In the third type of operation, that complex primary reconstructive surgery was required, one of the patients had the nail introduced in the soft tissues of the lower leg instead of the tibial medullary canal. In the specific patient the guide wire was not introduced under radiographic control as most of the operation was performed under direct vision. As a result the foot returned to the pre-operational deformity, without, though, any painful movement at her ankle and subtalar joint. The patient although dissatisfied with the cosmetic outcome of the operation and the fact that she has to mobilise wearing an AFO, claims to be pain free and can walk without any aid. Another patient in the same group was mobilising without any discomfort and was discharged from follow up 16 months after her operation. Four months after the discharge, she sustained an injury at her arthrodesed hindfoot, fracturing the nail at the level of the ankle joint. The broken distal part of the nail was removed and a below knee weight bearing plaster was applied for three months. As the patient continued to experience pain, a bone scan was performed that showed high uptake at the ankle region. The ankle joint was explored through a posterior approach and the subtalar joint was bone-grafted again. She remained for a further three months in a weight bearing plaster and finally progressed to full union.

DISCUSSION
The talocrural joint is not commonly involved in rheumatoid arthritis, as the disease affects more the distal than the proximal foot joints[10]. On the other hand, the subtalar joint tends to be implicated more frequently and earlier than the talocrural joint, and although its destruction may be acutely painful, usually it occurs silently and the patient may not be seen until it is completly destroyed, drifting the hindfoot into valgus. Failure of conservative treatment is the usual indication for surgical correction of the rheumatoid ankle and hindfoot, which can present many challenging problems due to the compromised bone stock and the often superimposed osteoarthrosis.

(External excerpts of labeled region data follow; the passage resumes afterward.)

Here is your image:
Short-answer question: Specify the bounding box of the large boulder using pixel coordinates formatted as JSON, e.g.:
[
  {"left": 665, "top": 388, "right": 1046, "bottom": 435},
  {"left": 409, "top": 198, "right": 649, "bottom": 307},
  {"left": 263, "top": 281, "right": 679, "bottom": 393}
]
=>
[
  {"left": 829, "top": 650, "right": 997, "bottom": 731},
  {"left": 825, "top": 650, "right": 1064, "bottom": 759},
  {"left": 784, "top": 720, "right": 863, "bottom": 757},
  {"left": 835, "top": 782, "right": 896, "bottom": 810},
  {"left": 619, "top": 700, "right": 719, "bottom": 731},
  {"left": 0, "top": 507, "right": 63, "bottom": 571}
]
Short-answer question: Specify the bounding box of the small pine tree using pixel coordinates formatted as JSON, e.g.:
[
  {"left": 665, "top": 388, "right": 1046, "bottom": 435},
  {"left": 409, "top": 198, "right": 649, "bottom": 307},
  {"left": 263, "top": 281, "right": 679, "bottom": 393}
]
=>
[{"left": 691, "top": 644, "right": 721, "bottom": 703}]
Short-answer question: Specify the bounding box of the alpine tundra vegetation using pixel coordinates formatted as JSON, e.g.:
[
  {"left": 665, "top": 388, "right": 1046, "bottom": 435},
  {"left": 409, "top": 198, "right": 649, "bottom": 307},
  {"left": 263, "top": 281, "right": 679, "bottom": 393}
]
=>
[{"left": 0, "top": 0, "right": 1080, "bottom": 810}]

The transcalcaneal route for ankle and subtalar stabilisation has not gained popularity until relatively recently. As a route, it was first described in 1958 by Sokolowski in Poland[8] for primary stabilisation of severe fracture-dislocations of the ankle joint. Later Childress in 19653, tried to popularise the method as a last resort in severe ankle fractures. Both surgeons used a single Steinmann pin, and reported good ankle and subtalar motion after completion of the treatment.
The route was not mentioned further until 1991, when Carrier and Harris reported a series of 5 patients with Rheumatoid Arthritis that had their ankle joint arthrodesed by inserting two Steinmann's pins transcalcanealy[2]. Their technique also involved decortication of the ankle and subtalar joint surfaces and excision of a small segment of the distal fibula to allow compression.

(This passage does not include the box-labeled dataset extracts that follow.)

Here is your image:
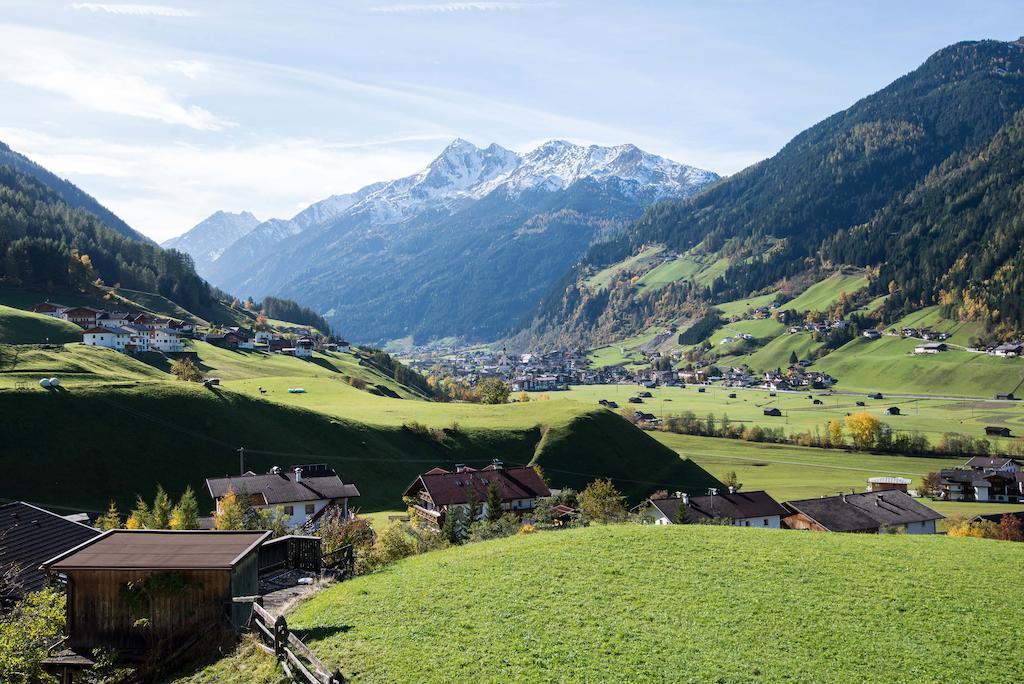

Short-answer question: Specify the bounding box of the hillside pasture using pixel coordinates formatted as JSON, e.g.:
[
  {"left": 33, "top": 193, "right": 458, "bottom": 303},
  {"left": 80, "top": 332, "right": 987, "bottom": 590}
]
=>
[
  {"left": 272, "top": 525, "right": 1024, "bottom": 683},
  {"left": 0, "top": 304, "right": 82, "bottom": 344},
  {"left": 558, "top": 385, "right": 1024, "bottom": 448}
]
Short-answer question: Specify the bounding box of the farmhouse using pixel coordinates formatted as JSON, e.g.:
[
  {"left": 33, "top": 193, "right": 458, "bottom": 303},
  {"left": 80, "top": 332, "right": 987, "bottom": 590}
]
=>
[
  {"left": 647, "top": 491, "right": 788, "bottom": 529},
  {"left": 60, "top": 306, "right": 102, "bottom": 328},
  {"left": 404, "top": 461, "right": 551, "bottom": 527},
  {"left": 42, "top": 529, "right": 270, "bottom": 664},
  {"left": 206, "top": 463, "right": 359, "bottom": 528},
  {"left": 782, "top": 489, "right": 944, "bottom": 535},
  {"left": 82, "top": 326, "right": 131, "bottom": 351},
  {"left": 0, "top": 501, "right": 99, "bottom": 607},
  {"left": 939, "top": 468, "right": 1024, "bottom": 503},
  {"left": 867, "top": 475, "right": 911, "bottom": 491},
  {"left": 913, "top": 342, "right": 949, "bottom": 354}
]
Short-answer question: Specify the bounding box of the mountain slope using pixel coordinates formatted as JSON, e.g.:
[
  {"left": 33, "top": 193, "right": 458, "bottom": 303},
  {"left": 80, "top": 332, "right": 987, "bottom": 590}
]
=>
[
  {"left": 161, "top": 211, "right": 259, "bottom": 273},
  {"left": 531, "top": 41, "right": 1024, "bottom": 338},
  {"left": 210, "top": 139, "right": 718, "bottom": 342},
  {"left": 0, "top": 142, "right": 153, "bottom": 243}
]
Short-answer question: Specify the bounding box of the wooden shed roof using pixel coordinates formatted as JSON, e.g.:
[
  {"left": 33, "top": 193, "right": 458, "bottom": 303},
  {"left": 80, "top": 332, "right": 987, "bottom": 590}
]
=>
[{"left": 43, "top": 529, "right": 270, "bottom": 572}]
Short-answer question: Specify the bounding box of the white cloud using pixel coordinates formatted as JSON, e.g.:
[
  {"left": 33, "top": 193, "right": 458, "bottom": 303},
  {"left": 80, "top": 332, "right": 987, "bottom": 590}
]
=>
[
  {"left": 370, "top": 1, "right": 552, "bottom": 14},
  {"left": 0, "top": 26, "right": 234, "bottom": 131},
  {"left": 71, "top": 2, "right": 197, "bottom": 16},
  {"left": 0, "top": 128, "right": 436, "bottom": 242}
]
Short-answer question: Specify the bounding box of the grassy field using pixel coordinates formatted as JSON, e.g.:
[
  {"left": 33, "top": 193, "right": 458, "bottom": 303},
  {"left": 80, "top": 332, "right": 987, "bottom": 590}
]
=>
[
  {"left": 782, "top": 273, "right": 867, "bottom": 311},
  {"left": 270, "top": 525, "right": 1024, "bottom": 682},
  {"left": 636, "top": 251, "right": 729, "bottom": 290},
  {"left": 565, "top": 385, "right": 1024, "bottom": 446},
  {"left": 0, "top": 304, "right": 82, "bottom": 344},
  {"left": 651, "top": 432, "right": 1024, "bottom": 515},
  {"left": 585, "top": 245, "right": 665, "bottom": 290}
]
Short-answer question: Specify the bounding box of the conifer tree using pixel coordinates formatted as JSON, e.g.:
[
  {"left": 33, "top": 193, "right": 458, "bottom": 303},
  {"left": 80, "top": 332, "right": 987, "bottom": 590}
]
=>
[
  {"left": 147, "top": 484, "right": 173, "bottom": 529},
  {"left": 125, "top": 497, "right": 150, "bottom": 529},
  {"left": 171, "top": 485, "right": 199, "bottom": 529},
  {"left": 96, "top": 501, "right": 121, "bottom": 531}
]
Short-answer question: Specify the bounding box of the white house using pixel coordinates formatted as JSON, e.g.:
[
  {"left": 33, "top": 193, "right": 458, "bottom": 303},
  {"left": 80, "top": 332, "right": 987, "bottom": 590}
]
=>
[
  {"left": 206, "top": 463, "right": 359, "bottom": 528},
  {"left": 641, "top": 490, "right": 788, "bottom": 529},
  {"left": 82, "top": 326, "right": 131, "bottom": 351},
  {"left": 150, "top": 328, "right": 185, "bottom": 353}
]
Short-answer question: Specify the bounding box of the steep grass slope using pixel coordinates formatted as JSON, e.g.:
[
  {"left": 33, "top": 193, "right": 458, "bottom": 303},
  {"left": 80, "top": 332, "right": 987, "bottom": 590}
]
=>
[
  {"left": 0, "top": 304, "right": 82, "bottom": 344},
  {"left": 264, "top": 525, "right": 1024, "bottom": 682}
]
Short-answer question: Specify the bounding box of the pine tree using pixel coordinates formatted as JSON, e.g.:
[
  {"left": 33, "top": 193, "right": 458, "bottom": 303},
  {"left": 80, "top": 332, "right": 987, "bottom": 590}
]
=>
[
  {"left": 466, "top": 477, "right": 480, "bottom": 525},
  {"left": 486, "top": 479, "right": 503, "bottom": 522},
  {"left": 96, "top": 501, "right": 121, "bottom": 531},
  {"left": 147, "top": 484, "right": 172, "bottom": 529},
  {"left": 171, "top": 485, "right": 199, "bottom": 529},
  {"left": 125, "top": 497, "right": 150, "bottom": 529},
  {"left": 213, "top": 489, "right": 246, "bottom": 529}
]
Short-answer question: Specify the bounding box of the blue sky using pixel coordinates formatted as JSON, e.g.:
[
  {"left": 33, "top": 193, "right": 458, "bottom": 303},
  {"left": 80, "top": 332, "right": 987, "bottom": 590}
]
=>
[{"left": 0, "top": 0, "right": 1024, "bottom": 241}]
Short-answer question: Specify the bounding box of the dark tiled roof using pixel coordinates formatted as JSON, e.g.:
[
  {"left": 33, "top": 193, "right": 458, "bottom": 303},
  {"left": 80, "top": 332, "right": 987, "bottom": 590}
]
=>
[
  {"left": 206, "top": 465, "right": 359, "bottom": 506},
  {"left": 45, "top": 529, "right": 270, "bottom": 572},
  {"left": 0, "top": 502, "right": 99, "bottom": 592},
  {"left": 650, "top": 491, "right": 790, "bottom": 522},
  {"left": 784, "top": 489, "right": 943, "bottom": 532},
  {"left": 967, "top": 456, "right": 1014, "bottom": 470},
  {"left": 406, "top": 466, "right": 551, "bottom": 506}
]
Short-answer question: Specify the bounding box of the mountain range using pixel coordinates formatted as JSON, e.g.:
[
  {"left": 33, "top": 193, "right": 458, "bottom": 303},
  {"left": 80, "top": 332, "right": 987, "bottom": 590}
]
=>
[{"left": 165, "top": 139, "right": 718, "bottom": 342}]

At the same year Stone and Helal reported a series of 20 operations, 11 of which were in rheumatoid patients. In this series, they described fusion of the ankle and subtalar joint by using a long trifin nail after excising all the remaining articular cartilage through an anterolateral approach[9]. Through the same approach they harvested bone graft from the exposed distal tibial metaphysis that was later deposited at the arthrodesis sites. They reported good results in 19 of their cases.
A further report by Moore et al in 1995, described 19 fusions, 5 of which in rheumatoid ankles[6]. Their operative technique involved removal of a distal fibular segment and excision of the talocrural articular cartilage through two separate incisions. Patients that had subtalar joint movement preoperatively, had the subtalar articular surface denuded, and one rheumatoid patient, had a distal tibial metaphysial osteotomy to correct a varus malalignment. A variety of intramedullary nails were used, most of which were Alta femoral rods. In the majority of the cases the nails were locked proximally or distally. Bone graft from the reaming was impacted in the arthrodesis sites. Results in the rheumatoid patients were satisfactory and only one patient complained of midfoot pain while ambulating and required an AFO.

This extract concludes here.